The pro-Brexit nature of the Conservative membership suggests that whoever wins the coming contest for Tory leader will have won through committing to a hard exit from the EU.
But any new leader who attempts to deliver one is sure to be frustrated by Parliament. As the Institute for Government pointed out last week, an ideologically committed Brexiteer could ultimately overrule members of Parliament. But as Chancellor Philip Hammond said on Sunday, attempting this would cost a prime minister the confidence of MPs, meaning the UK would be heading toward a general election.
And were such a general election to take place, then it would do so either under the threat of an imminent no-deal Brexit or in the immediate economically painful wake of one. Whichever side of Brexit the election fell, it is hard to see how that would lead to a successful outcome for a newly appointed prime minister.
This means a 2nd referendum could win through
A general election remains a deeply unappealing prospect for the Conservative Party, either before or after Brexit. For that reason, the option of a second referendum may be the one that wins through.
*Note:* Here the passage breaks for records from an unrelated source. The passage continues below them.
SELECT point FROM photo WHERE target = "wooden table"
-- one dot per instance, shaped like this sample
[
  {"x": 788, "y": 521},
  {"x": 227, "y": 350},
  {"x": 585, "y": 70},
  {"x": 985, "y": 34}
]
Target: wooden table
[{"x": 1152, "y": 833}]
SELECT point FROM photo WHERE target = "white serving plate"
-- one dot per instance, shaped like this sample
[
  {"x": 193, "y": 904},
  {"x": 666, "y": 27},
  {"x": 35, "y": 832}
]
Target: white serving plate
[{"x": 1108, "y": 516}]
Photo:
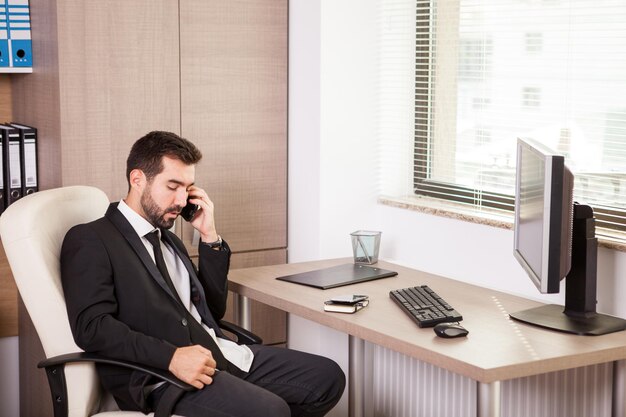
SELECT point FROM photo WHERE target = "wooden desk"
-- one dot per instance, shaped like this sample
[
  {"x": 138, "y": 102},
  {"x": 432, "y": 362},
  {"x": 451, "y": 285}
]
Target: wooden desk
[{"x": 496, "y": 349}]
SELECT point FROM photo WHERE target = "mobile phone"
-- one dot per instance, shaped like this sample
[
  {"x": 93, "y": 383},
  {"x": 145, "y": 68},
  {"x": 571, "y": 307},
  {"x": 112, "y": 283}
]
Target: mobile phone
[
  {"x": 189, "y": 211},
  {"x": 349, "y": 299}
]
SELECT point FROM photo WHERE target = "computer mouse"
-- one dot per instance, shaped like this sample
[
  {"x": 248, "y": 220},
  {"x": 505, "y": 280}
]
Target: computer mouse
[{"x": 450, "y": 330}]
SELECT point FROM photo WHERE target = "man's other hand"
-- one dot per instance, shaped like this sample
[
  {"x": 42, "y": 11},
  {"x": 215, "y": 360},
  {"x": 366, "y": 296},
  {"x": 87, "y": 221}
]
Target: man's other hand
[{"x": 194, "y": 365}]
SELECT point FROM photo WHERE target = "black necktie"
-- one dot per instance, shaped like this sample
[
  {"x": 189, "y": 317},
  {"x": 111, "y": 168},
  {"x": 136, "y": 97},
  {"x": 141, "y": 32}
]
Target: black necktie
[
  {"x": 198, "y": 334},
  {"x": 153, "y": 238}
]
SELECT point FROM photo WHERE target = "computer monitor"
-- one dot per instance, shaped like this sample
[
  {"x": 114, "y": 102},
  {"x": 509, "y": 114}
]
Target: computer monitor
[{"x": 554, "y": 239}]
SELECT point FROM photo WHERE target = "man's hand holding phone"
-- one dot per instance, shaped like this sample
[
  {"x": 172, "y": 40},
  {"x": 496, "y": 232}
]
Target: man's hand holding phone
[{"x": 201, "y": 217}]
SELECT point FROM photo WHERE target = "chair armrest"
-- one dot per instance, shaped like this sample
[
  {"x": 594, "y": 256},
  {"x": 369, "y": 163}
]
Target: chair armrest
[
  {"x": 55, "y": 370},
  {"x": 243, "y": 336},
  {"x": 94, "y": 357}
]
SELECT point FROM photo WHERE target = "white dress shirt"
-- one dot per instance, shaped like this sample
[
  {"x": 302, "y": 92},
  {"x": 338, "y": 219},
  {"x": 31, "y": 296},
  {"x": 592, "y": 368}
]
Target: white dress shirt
[{"x": 239, "y": 355}]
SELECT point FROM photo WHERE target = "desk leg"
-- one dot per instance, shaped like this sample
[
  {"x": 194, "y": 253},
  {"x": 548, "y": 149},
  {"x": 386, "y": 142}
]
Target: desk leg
[
  {"x": 241, "y": 311},
  {"x": 358, "y": 378},
  {"x": 488, "y": 399},
  {"x": 619, "y": 389}
]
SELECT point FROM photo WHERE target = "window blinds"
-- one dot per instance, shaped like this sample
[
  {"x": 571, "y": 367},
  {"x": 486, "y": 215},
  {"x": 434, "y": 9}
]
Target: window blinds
[{"x": 487, "y": 72}]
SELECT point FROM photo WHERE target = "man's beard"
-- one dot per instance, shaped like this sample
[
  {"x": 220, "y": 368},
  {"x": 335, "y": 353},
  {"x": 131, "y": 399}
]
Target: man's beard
[{"x": 155, "y": 215}]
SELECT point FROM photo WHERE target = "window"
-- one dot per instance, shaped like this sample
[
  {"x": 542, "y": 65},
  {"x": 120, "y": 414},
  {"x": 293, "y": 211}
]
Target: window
[{"x": 489, "y": 72}]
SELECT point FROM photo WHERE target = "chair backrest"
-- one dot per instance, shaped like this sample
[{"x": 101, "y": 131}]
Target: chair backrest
[{"x": 32, "y": 231}]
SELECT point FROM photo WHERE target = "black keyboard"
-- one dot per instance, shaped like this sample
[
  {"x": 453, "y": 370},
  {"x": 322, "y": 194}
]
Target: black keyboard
[{"x": 424, "y": 306}]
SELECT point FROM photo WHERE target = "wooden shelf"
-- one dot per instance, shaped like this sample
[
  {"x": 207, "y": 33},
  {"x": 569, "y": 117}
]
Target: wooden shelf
[{"x": 16, "y": 70}]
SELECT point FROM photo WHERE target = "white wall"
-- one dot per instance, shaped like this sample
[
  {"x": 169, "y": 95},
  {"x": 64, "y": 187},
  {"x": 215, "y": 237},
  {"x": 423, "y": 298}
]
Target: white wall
[
  {"x": 9, "y": 377},
  {"x": 344, "y": 163}
]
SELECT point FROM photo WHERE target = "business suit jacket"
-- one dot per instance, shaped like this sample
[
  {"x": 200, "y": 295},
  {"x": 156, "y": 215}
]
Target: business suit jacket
[{"x": 119, "y": 305}]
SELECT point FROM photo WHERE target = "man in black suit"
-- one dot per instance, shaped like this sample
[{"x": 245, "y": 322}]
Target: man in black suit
[{"x": 133, "y": 293}]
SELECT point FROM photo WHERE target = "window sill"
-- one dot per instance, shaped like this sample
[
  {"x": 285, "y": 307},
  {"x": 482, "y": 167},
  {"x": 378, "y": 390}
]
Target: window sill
[{"x": 484, "y": 216}]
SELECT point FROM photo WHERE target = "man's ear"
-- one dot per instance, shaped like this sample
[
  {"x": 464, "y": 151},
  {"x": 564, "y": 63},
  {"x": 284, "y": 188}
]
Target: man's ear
[{"x": 137, "y": 179}]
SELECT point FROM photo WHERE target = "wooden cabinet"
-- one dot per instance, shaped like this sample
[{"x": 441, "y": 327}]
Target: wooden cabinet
[{"x": 214, "y": 72}]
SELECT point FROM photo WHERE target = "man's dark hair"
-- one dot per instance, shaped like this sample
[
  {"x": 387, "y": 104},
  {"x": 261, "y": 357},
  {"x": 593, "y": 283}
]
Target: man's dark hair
[{"x": 148, "y": 152}]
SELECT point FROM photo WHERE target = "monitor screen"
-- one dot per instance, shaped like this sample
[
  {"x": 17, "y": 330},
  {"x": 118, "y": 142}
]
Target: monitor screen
[
  {"x": 543, "y": 214},
  {"x": 554, "y": 238}
]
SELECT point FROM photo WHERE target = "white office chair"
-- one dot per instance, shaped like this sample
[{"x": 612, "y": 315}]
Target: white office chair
[{"x": 32, "y": 231}]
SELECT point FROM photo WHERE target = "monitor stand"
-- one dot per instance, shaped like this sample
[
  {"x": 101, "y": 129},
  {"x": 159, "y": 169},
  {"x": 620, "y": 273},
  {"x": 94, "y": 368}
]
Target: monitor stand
[{"x": 579, "y": 315}]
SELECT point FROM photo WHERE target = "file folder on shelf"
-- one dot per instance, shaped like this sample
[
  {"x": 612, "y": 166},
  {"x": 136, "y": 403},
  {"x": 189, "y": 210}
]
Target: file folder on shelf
[
  {"x": 28, "y": 155},
  {"x": 15, "y": 35},
  {"x": 3, "y": 196},
  {"x": 11, "y": 161},
  {"x": 5, "y": 57}
]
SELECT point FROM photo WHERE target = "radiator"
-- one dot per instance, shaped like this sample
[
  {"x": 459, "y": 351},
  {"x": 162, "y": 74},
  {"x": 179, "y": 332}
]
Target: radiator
[{"x": 407, "y": 387}]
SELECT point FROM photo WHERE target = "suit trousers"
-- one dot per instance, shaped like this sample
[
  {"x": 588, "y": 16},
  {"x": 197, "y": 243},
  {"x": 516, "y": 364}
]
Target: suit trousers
[{"x": 281, "y": 383}]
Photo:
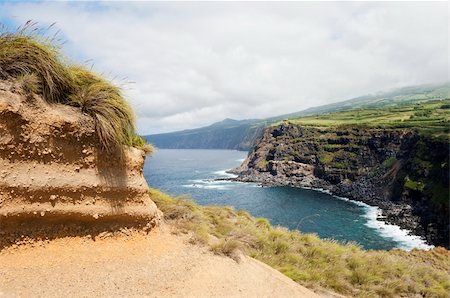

Forced to choose between allowing a general election in which his or her party would be favorites to lose an already fragile grip on power or accepting a new referendum that at the very least would delay judgment day with voters, a new Conservative prime minister could have little choice but to accept a second referendum either voluntarily or under duress from a UK Parliament determined to avoid a no-deal Brexit.
And with the results likely to push the opposition Labour Party to a more explicitly pro-Remain stance, the chances of Brexit being stopped altogether will only increase.